I don't think it's cynicism on my part. It's just after I have heard the same pitch a number of times from a variety of sources my patience gets a little thin. For instance, the fact that a company has hundreds of people out in the field "consulting" doesn't necessarily mean it's a quality company. Too many companies seem to equate having large numbers of people running around with being successful. I don't see it that way.
In fact, that kind of thinking reminds me of a story that goes back a few years. Maybe you've heard it yourself:
Two hospital CEOs at a seminar found themselves chatting over a cup of coffee about the problems they faced in keeping their institutions viable. Both headed up hospitals of about the same size. At one point, one of the executives mentioned that he had commissioned one of the top consulting firms to do a study for him. His colleague responded that the same firm was preparing a report for him, which he expected any day. The two agreed to exchange reports when they got them.

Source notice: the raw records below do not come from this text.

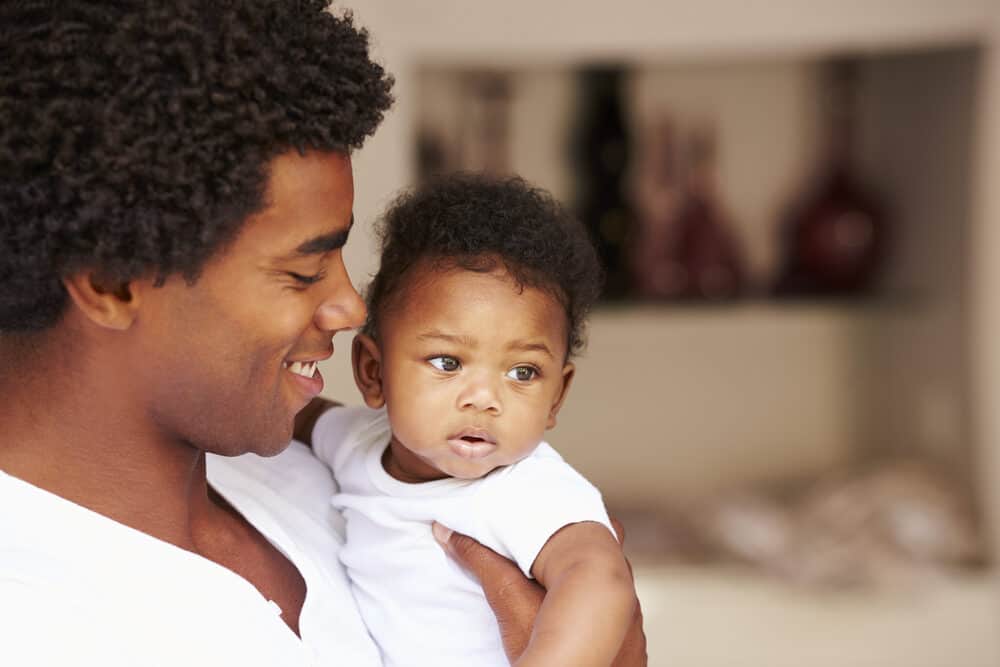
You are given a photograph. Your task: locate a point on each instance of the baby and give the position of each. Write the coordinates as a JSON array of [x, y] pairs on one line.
[[475, 312]]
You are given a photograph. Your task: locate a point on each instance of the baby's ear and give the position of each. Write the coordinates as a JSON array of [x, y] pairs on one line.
[[568, 370], [366, 359]]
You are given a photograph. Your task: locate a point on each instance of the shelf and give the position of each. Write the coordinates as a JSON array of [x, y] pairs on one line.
[[893, 302]]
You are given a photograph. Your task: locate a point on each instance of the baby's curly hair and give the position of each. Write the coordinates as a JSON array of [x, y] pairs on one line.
[[479, 223], [135, 135]]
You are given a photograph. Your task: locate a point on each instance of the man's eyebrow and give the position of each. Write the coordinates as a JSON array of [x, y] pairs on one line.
[[530, 346], [467, 341], [323, 244]]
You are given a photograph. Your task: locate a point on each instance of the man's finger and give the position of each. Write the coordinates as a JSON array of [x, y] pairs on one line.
[[514, 598]]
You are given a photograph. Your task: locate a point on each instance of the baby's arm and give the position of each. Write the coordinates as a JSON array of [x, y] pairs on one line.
[[589, 603]]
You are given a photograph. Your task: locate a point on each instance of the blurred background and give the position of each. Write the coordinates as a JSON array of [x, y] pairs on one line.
[[789, 392]]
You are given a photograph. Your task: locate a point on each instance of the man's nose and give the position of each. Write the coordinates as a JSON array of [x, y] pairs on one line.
[[482, 394], [343, 308]]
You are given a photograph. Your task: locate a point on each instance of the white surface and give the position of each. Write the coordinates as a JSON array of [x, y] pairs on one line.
[[715, 617]]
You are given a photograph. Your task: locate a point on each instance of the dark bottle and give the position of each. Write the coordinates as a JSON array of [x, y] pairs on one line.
[[600, 159], [833, 238], [706, 260]]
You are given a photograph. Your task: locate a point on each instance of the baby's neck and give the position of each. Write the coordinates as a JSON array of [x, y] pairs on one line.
[[404, 466]]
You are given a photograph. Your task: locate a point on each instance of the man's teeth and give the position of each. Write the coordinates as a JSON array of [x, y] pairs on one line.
[[307, 369]]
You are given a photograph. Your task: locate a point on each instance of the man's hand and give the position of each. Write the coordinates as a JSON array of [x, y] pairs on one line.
[[515, 599]]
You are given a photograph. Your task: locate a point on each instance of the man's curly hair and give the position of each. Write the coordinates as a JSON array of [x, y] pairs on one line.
[[478, 223], [135, 135]]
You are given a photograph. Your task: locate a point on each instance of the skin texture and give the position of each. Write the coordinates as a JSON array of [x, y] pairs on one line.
[[516, 600], [463, 350], [168, 358], [474, 352]]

You probably can guess what's next. Sure enough, a couple of weeks later each CEO read the other's report and, with only minor differences, the reports were the same. That case ended up in court, where the consulting company admitted its culpability and was ordered to pay a heavy settlement to both hospitals.
Now there are a lot of wonderful consultants out there. I know many of them personally and could vouch for their integrity and quality of work. But there are a lot of consultants offering "snake oil" and "glitz."
Today, healthcare organizations deserve first-rate help, which is why it's important to keep several factors in mind when dealing with so-called experts. Don't enter into a relationship with a consulting company until you've checked its references thoroughly.
More important, when you are close to hiring a firm, make sure you get a commitment to have seasoned pros working on your account and not a bunch of new MBAs in training. Earlier this year Fortune magazine did a marvelous job of exposing how some consulting companies use a "bait and switch" tactic to capture new clients. They bring in the A-team to make the sale, then they service the account with third and fourth stringers. It's not ethical and it's not what you need--when you pay top dollar, you should get top-quality work. So if you do hire a consultant, make sure you get what you paid for. Don't settle for anything less.
There's a lot of confusion in healthcare organizations these days, and it's tempting to turn to a so-called expert to guarantee your organization's success. But just because a company is big and its employees talk the lingo of change, that doesn't guarantee quality work.
Above all, make sure you need a consultant before you hire one. Do you really know your mission, vision and values or are you simply searching for easy answers. I'm not sure any consulting firm can help an organization that doesn't understand why it's in business.